So if it were an adult carrying a gun in the park, given the open carry law there is no reason to presume criminal intent. If it is a child carrying the gun, there is no reason to treat the case as being threatening in the way that an adult with a gun would be. The officers' defense is that they thought the child was an adult, and that the child appeared to draw the firearm. That may well be true.
However, that's odd: normally the defense is not presented to the grand jury. Normally the grand jury would hear: the child wasn't breaking any laws, even if the child looked like an adult the pistol they were carrying might well have been legal under the law, and yet the child was shot dead so immediately that the shooter's judgment is unlikely to meet the rational-man test. That would get you charges, and you'd work out at trial whether the defense was sufficient to find that the accused were not guilty of those charges.

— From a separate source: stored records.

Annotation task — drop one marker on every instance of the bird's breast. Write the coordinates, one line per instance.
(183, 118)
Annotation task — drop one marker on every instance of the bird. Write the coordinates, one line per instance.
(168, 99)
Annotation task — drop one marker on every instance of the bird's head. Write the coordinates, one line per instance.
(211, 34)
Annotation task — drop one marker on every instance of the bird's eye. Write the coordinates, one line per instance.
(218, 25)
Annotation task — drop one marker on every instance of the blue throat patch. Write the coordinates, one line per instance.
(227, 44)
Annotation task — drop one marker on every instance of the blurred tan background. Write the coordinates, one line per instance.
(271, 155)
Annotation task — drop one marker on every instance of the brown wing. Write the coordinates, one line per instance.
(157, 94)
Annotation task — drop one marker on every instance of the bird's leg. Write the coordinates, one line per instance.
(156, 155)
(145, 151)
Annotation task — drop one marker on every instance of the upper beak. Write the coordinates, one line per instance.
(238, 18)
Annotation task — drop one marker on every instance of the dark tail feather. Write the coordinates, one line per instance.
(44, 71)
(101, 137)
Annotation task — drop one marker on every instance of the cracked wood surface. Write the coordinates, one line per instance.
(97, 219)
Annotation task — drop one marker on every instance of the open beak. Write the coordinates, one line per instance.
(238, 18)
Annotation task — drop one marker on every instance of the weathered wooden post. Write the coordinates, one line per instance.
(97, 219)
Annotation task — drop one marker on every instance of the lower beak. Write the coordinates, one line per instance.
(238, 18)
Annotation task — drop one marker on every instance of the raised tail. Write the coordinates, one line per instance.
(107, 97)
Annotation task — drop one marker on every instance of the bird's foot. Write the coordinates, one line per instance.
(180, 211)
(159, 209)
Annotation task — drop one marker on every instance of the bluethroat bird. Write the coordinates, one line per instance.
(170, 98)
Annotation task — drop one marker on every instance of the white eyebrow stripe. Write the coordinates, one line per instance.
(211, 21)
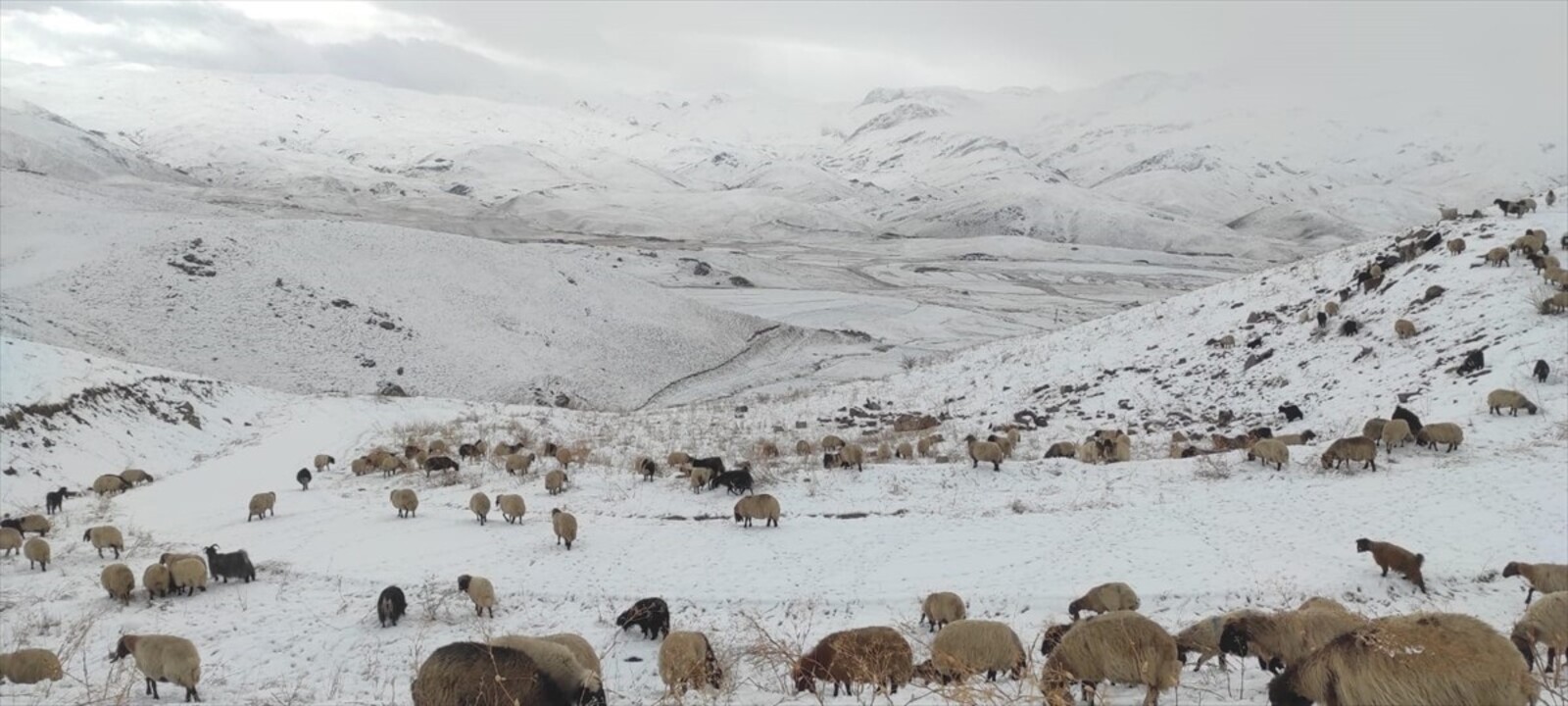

It's going to be hard to convince people that this isn't a rigged game when the standards are so different. You can say that it's about the law enforcement system protecting its members and not about race, maybe, by pointing at the Waco shootout as evidence that being white doesn't always help you much: there the police shot at least four of the nine dead with rifles, but the only people facing indictment are bikers whom the DA apparently can't tie to any specific act of violence at all. The system just doesn't work when the police are behind the trigger.
Still, this was a child.
UPDATE: Allahpundit reminds me of why this seemed familiar to me:
But that’s half the story. The other half is the fact that the county prosecutor, Timothy McGinty, extended these two cops the same exceptional courtesy that Darren Wilson received in the shooting of Michael Brown — namely, he presented all the facts to the grand jury instead of only those facts most beneficial to the prosecution’s side. That’s good procedure, as it means someone who’s likely to be found not guilty at trial can go free sooner due to lack of probable cause. Wilson, who was cleared by Obama’s DOJ in the Brown shooting, is a perfect example. But only a very few lucky souls, usually police officers facing high-profile charges of excessive force, seem to benefit from that sort of prosecutorial diligence.At the time, I remember saying that this is what we should always do -- and that the shame was that we so rarely do it. How many of those Waco indictments would have been thrown out if the prosecutor presented the full facts (such as, for example, the fact that they apparently have no idea precisely who shot anyone)?
It's hard to endorse the standard if it is not anything like evenly applied.